On June 25, the FOMC held rates unchanged, adding the statement that, "Although downside risks to growth remain, they appear to have diminished somewhat, and the upside risks to inflation and inflation expectations have increased."

Most agree that the hawkish tone will be maintained given soaring gasoline prices and prospects of global inflation continuing to trend higher.

"The day after Bernanke's testimony, we expect the June CPI to print a very high 0.8%m/m increase," points out JPMorgan Economist Michael Feroli. "That, combined with the fact that some measures of inflation expectations are moving higher, should prompt Bernanke to voice strong concern about the inflation outlook and to reiterate the vow that an unanchoring of inflation expectations would be met with monetary policy action."

BTMU economist Chris Rupkey agrees. "The market is naturally thinking it will be hawkish after Bernanke's comments on June 9, and the FOMC's press statement on June 25. Downside risks are diminishing, while the upside inflation risks are rising the Fed said on both occasions."
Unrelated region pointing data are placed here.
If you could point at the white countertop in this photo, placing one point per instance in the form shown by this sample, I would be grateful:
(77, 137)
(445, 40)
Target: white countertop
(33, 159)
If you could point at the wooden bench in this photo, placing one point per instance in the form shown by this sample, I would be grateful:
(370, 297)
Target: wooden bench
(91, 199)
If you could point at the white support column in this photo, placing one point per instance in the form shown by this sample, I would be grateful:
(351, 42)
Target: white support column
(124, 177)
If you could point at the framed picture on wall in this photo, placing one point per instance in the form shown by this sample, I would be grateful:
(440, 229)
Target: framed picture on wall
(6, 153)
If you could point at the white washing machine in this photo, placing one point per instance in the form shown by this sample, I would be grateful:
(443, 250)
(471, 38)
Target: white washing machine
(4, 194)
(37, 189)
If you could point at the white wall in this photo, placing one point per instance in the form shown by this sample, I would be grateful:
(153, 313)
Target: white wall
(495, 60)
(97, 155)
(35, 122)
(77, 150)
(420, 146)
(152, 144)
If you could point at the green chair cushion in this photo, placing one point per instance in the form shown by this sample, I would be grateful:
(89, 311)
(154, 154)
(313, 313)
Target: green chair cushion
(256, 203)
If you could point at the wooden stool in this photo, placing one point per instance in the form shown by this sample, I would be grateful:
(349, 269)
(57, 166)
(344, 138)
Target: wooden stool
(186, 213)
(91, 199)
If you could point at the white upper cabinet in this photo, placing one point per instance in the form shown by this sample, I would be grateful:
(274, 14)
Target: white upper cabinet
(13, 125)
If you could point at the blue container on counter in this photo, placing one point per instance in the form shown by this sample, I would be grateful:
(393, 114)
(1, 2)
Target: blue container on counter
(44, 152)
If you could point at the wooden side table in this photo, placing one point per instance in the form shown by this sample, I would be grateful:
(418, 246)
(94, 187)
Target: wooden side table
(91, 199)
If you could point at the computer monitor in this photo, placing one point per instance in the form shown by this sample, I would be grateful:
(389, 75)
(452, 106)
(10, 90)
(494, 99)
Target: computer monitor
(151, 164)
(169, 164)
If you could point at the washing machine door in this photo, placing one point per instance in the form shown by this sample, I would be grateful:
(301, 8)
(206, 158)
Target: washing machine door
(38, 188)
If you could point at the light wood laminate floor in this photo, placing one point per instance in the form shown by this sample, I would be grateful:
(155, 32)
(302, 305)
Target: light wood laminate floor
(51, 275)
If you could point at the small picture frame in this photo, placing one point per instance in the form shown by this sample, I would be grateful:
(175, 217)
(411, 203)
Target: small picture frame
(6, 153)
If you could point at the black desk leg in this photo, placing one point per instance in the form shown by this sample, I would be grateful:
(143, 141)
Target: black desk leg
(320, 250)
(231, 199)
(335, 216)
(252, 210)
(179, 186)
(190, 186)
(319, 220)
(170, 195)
"Despite the weakness in the mortgage and stock markets, the market seems to believe Bernanke as head of the FOMC will be hawkish on Tuesday," he added. "We are still a little more worried what the Fed might do if their second half economic recovery forecast misses the mark."

However, prospects of deterioration of growth will inevitably spill into Bernanke's testimony, said Sal Guatieri of BMO Capital Markets. "Persistent downside risks to growth would suggest the Fed is not inclined to raise rates in the near term, barring a broadening of inflation pressures. Rate hikes if necessary, but not necessarily rate hikes."

Fed fund futures are currently expecting 9.5% chance of a 25 bps hike at the FOMC rate announcement on August 5 and a 43.5% chance of a hike by September's announcement.

David Ader, Head of Government Bond Strategy and Ian Lyngen, Interest Rate Strategist at RBS, believe prospects for hikes might have been overpriced.

"Bernanke we think cannot avoid acknowledgement of the pace of weaker data in the last several weeks, the growing slack and rapidity with which UNR has reached into the central tendency's range for this cycle," the wrote in a note to clients. "We expect some relief (as has been the case with recent such testimonies) to start the course of pricing out the last of any hikes this year."

Currency strategists, on the other hand, are expecting the greenback to rebound on some of the testimony.

"Fed Chairman Bernanke's testimony to Congress tomorrow may alleviate dollar losses on the argument of renewed assurance from the central bank," said Ashraf Laidi, chief FX strategist at CMC Markets US. "The currency's best chances of recovery remain against JPY and CAD, but these are likely to remain temporary."

"USDJPY capped at the trend line resistance of 107.10, before renewed weakness emerges back to 106.20," he added. "EURUSD is supported at 1.5820 and 1.5780, which remains well above the increasingly important support of 1.5620. Upside capped at 1.5970."